Which of these programs will work? We can’t know. That’s why the Congressional Budget Office doesn’t credit any of them with substantial savings….

Cynicism about government can seem ingrained in the American character. It was, ironically, in a speech to the Future Farmers of America that President Ronald Reagan said, “The ten most dangerous words in the English language are ‘Hi, I’m from the government, and I’m here to help.’ ” Well, Lewandowski is from the government, and he’s here to help. And small farms in Athens County are surviving because of him. What he does involves continual improvisation and education; problems keep changing, and better methods of managing them keep emerging—as in medicine.

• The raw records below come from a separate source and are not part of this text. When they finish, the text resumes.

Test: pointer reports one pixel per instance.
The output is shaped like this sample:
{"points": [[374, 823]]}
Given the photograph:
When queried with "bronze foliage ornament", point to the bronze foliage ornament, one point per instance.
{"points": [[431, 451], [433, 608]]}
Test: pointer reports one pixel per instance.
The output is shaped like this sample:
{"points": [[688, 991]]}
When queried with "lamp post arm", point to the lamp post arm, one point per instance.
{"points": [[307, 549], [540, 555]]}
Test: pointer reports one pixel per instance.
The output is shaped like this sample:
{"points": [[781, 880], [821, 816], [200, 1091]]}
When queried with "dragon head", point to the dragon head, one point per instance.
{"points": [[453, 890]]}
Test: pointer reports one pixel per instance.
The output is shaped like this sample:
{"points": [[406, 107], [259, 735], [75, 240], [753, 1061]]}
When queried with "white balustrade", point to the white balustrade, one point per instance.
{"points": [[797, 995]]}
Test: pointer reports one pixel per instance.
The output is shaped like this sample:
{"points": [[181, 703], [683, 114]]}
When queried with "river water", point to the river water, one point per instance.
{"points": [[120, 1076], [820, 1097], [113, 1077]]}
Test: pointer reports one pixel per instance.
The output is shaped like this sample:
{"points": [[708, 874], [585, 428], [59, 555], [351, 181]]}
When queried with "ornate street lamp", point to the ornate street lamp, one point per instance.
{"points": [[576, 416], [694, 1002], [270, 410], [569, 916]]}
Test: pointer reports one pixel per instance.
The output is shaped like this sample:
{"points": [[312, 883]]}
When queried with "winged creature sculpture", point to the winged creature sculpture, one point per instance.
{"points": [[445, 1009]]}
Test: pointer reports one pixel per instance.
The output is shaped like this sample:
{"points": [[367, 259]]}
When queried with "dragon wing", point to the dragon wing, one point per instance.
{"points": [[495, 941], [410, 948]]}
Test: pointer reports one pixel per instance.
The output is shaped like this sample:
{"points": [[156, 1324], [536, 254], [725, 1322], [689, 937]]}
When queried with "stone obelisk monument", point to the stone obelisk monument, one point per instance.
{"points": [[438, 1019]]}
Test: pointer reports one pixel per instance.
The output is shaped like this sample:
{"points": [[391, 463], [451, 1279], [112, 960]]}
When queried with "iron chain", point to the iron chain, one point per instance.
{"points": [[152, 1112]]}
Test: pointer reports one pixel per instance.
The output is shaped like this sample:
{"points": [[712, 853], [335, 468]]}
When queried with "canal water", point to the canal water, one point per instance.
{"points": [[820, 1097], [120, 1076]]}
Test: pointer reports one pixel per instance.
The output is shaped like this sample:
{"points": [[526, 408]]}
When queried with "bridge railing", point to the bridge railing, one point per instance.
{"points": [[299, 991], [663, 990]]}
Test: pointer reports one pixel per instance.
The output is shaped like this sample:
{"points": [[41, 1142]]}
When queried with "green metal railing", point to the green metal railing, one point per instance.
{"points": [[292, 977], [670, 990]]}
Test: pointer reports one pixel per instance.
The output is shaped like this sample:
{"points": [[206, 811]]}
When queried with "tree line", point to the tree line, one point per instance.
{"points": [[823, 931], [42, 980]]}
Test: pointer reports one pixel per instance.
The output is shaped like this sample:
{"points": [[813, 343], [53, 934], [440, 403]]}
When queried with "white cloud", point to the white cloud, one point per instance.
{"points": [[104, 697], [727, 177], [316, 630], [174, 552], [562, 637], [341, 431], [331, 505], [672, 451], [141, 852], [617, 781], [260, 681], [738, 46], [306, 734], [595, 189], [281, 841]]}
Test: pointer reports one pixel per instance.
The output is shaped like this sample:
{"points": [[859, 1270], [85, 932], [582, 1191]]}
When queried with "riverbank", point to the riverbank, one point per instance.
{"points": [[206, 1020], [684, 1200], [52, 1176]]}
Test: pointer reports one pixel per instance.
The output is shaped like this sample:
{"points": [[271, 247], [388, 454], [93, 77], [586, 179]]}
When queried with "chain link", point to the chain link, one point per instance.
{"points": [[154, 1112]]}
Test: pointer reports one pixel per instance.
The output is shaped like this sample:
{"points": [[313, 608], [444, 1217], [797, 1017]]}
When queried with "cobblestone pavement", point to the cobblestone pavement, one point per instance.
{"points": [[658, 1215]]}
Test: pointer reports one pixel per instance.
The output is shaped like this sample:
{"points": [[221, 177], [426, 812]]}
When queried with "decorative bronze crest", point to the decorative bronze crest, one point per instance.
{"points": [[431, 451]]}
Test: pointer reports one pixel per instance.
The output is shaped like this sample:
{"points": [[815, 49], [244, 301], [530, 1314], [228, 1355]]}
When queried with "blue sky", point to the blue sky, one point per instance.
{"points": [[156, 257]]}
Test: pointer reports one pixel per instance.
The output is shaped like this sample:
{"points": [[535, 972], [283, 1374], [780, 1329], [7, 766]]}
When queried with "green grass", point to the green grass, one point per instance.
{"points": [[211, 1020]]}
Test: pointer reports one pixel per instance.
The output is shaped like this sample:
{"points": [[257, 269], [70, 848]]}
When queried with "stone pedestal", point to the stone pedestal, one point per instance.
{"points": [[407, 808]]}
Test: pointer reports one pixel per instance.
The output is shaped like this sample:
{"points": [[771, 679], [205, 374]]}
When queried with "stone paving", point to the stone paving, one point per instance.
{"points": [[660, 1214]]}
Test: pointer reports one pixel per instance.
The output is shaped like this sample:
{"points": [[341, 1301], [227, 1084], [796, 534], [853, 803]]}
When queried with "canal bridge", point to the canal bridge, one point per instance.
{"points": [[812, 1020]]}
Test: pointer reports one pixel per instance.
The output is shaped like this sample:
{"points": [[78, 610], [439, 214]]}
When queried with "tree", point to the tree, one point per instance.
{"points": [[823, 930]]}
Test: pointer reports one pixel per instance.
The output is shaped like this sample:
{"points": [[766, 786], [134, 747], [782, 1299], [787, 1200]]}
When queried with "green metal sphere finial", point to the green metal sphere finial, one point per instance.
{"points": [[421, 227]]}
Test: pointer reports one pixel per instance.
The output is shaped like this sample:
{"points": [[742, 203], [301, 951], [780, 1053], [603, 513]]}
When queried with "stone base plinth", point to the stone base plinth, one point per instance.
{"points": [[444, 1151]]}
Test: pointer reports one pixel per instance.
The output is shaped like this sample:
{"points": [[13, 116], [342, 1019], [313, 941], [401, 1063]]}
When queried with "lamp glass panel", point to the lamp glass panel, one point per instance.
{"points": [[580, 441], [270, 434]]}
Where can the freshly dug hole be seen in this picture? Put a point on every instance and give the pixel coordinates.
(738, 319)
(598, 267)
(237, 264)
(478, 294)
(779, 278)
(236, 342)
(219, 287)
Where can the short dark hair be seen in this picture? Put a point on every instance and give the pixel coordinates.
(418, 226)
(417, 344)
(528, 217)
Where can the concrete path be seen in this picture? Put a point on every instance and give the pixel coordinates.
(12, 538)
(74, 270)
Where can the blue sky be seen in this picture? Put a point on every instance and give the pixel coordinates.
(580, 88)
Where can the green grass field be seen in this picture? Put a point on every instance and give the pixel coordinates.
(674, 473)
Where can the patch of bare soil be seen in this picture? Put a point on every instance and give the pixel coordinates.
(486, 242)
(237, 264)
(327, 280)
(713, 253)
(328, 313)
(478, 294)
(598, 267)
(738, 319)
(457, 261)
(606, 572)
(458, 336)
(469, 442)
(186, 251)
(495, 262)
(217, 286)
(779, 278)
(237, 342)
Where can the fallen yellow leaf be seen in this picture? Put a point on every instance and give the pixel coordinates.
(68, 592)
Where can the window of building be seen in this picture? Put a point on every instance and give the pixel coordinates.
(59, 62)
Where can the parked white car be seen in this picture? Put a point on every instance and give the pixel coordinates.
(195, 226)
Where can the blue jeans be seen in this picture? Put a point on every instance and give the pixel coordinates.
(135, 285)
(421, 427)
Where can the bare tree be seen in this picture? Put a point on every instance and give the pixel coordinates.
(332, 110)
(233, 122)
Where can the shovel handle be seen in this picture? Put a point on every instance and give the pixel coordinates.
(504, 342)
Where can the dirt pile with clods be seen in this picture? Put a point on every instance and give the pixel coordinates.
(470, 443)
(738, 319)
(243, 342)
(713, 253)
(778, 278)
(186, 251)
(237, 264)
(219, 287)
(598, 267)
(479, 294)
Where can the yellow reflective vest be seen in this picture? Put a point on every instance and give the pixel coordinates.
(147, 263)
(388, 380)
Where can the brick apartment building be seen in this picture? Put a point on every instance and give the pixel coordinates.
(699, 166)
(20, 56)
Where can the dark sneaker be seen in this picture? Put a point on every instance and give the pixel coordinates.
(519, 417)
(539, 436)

My parents recently retired from medical practice in Athens. My mother was a pediatrician and my father was a urologist. I tried to imagine what it would be like for them if they were still practicing. They would be asked to switch from paper to electronic medical records, to organize with other doctors to reduce medical complications and unnecessary costs, to try to arrive at a package price for a child with asthma or a man with kidney stones. These are the kinds of changes that everyone in medicine has to start making. And I have no idea how my parents would do it.

We’ll also need data, if we’re going to know what is succeeding. Among the most important, and least noticed, provisions in the reform legislation is one in the House bill to expand our ability to collect national health statistics…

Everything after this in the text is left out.